Auch wenn das Leben da draußen wieder ein bisschen normaler geworden ist, so ganz zurückgekehrt zur Normalität sind wir noch nicht. Bei mir persönlich sind die Besuche in Restaurants und Bars noch seltener als früher, und die privaten Einladungen sind auch noch überschaubar, gerade, was die Zahl der Gäste betrifft. Geht es Ihnen da genauso?
Was sich aber seit dem Frühjahr auch verändert hat, ist die Kompetenz und vielleicht auch die Leidenschaft, mit der bei mir im Freundes- und Bekanntenkreis gekocht und gegrillt wird. Vielleicht haben wir in dieser merkwürdigen Corona-Zeit nicht nur einen riesigen Schritt gemacht, was Onlineshopping, Homeoffice und den Gebrauch digitaler Kommunikationswege angeht, vielleicht hat es auch einen Qualitätsruck in Deutschlands Küchen und auf Deutschlands Terrassen gegeben.
Ich glaube, ich habe in den Sommern zuvor nicht so gut mit und bei Freunden essen können. Da hat sich mitten in der Depression spürbar etwas zum Positiven verändert.

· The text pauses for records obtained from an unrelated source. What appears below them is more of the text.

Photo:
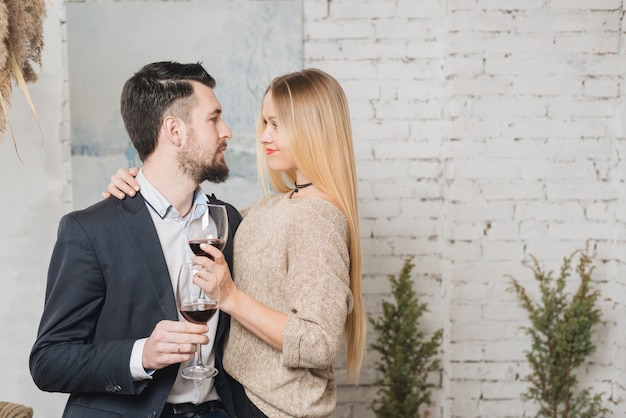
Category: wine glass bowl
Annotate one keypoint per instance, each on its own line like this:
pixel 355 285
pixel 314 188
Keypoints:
pixel 208 225
pixel 198 307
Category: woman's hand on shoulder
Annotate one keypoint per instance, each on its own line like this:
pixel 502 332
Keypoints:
pixel 122 183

Lebensmittel werden noch sorgfältiger verarbeitet. Rezepturen noch feiner abgeschmeckt. Die Beilagen werden neuerdings mit derselben Liebe zubereitet wie die Hauptzutaten. Und die Diskussion um die Qualität und den Geschmack von Fleisch hat eine neue Dimension erhalten – nicht nur durch den Skandal beim Großschlachter Tönnies.
Wo ich auch hinschaue und hinhöre, wo ich auch kosten darf, immer mehr Menschen machen sich Gedanken über Aufzucht, Fütterung und Schlachtung von Fleischtierrassen, über die Zerlegung, den Transport und die Zubereitung, über tierethische Fragen und die eigene Glaubwürdigkeit. Hoffentlich geht uns dieses mehr an Verantwortung, Bewusstsein, Qualität und Geschmack nicht wieder verloren, wenn der Spuk endlich vorbei ist.